Most companies treat an audit as a compliance chore and start exporting data the moment IBM asks. That instinct is the single most expensive mistake in the process. Once raw deployment data is in IBM's hands, you cannot un-share it, and you have lost the ability to frame what it shows. Privilege and confidentiality are not legal niceties here. They are the controls that keep you in charge of the narrative while you build your own position.
Why the data request is the real exposure.
The audit clause in your Passport Advantage agreement gives IBM a right to verify compliance, not a blank check to your environment. The scope of what you owe is negotiable, and the form it takes matters. A raw ILMT export, an unfiltered discovery scan, or a spreadsheet of every install across the estate hands IBM more than the agreement requires and more than you can defend on the spot. The goal is to satisfy the verification right while controlling what is produced and how it is read.
Route the audit through counsel.
Bringing legal counsel in early, whether in-house or outside, lets the bulk of the analytical work proceed under attorney direction. Internal analysis of your own exposure, the reconciliation of entitlements against deployment, and the strategy memos that follow are far better protected when they are prepared at counsel's request rather than circulated freely as operational email. This does not make facts disappear, but it does keep your working assessment of weak spots from becoming a document IBM can demand.
Practical steps that preserve the position include:
- Channel sensitive analysis through counsel so that internal compliance assessments are prepared under privilege rather than as open business records.
- Limit the circulation of draft findings, gap analyses, and exposure estimates to the smallest group that needs them.
- Mark and handle work product carefully, separating raw factual data from the legal and strategic conclusions drawn about it.

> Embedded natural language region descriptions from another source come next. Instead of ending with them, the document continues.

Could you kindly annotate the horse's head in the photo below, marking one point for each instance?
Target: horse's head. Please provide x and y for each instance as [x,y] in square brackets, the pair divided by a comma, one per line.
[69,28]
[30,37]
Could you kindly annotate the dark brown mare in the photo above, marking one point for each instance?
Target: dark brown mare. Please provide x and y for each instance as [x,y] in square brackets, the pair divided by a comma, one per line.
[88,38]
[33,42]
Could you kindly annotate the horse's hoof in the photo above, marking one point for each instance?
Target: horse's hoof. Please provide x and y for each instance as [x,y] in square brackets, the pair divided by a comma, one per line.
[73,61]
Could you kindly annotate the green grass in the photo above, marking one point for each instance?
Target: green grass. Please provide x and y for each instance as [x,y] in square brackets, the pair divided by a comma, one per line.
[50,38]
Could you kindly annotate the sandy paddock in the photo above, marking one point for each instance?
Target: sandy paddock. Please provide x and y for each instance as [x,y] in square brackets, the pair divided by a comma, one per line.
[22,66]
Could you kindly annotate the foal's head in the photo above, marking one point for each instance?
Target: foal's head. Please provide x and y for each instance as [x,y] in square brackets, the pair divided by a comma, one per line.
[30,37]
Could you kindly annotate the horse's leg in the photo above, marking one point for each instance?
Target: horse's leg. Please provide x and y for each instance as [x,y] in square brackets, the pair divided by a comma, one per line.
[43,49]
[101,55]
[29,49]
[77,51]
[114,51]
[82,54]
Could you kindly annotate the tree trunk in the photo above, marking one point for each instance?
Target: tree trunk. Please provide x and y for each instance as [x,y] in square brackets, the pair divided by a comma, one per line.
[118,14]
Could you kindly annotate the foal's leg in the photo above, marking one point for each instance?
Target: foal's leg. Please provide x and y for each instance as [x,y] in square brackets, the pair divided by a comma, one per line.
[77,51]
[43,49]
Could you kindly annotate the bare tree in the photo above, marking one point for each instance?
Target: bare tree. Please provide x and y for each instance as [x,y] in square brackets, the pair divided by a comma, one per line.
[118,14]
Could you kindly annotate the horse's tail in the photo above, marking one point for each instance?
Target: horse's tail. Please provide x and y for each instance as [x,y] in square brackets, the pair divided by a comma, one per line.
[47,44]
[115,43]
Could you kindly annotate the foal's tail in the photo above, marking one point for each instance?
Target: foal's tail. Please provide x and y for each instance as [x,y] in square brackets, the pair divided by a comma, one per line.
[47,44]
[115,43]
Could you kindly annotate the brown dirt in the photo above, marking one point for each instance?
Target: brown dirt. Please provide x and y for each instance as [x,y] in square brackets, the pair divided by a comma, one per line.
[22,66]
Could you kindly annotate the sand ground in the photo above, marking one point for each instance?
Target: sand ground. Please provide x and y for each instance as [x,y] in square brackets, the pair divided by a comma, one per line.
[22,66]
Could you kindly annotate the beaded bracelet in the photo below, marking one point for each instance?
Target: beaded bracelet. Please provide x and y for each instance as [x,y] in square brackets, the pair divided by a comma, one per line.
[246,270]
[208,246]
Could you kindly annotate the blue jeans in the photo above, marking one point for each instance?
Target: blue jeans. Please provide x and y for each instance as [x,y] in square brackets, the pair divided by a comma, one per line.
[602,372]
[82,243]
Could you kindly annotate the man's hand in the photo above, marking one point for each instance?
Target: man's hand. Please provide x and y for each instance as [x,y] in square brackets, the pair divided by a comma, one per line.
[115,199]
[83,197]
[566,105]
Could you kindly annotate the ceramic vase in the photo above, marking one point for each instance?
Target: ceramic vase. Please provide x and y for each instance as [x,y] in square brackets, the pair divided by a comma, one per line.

Confidentiality on what you do produce.
Whatever you decide to share with IBM should go out under the confidentiality terms of your agreement and a clear understanding of how IBM may use it. Auditors and the third-party firms IBM engages are bound by confidentiality provisions, and it is reasonable to confirm those terms before data moves. Production should be scoped to the products and the period genuinely in question, delivered in a controlled format, and logged so you have a record of exactly what was handed over and when.
Curate, do not dump.
Containing the data request is the first step of our method for a reason. Nothing should reach IBM until it has been scoped, validated, and reconciled against your own PVU and sub-capacity calculation. A curated production answers the verification right with accurate, defensible numbers. A raw dump invites IBM to find the gaps for you, then price them at full-capacity rates. The difference between those two approaches is frequently the difference between a manageable settlement and a multi-million claim.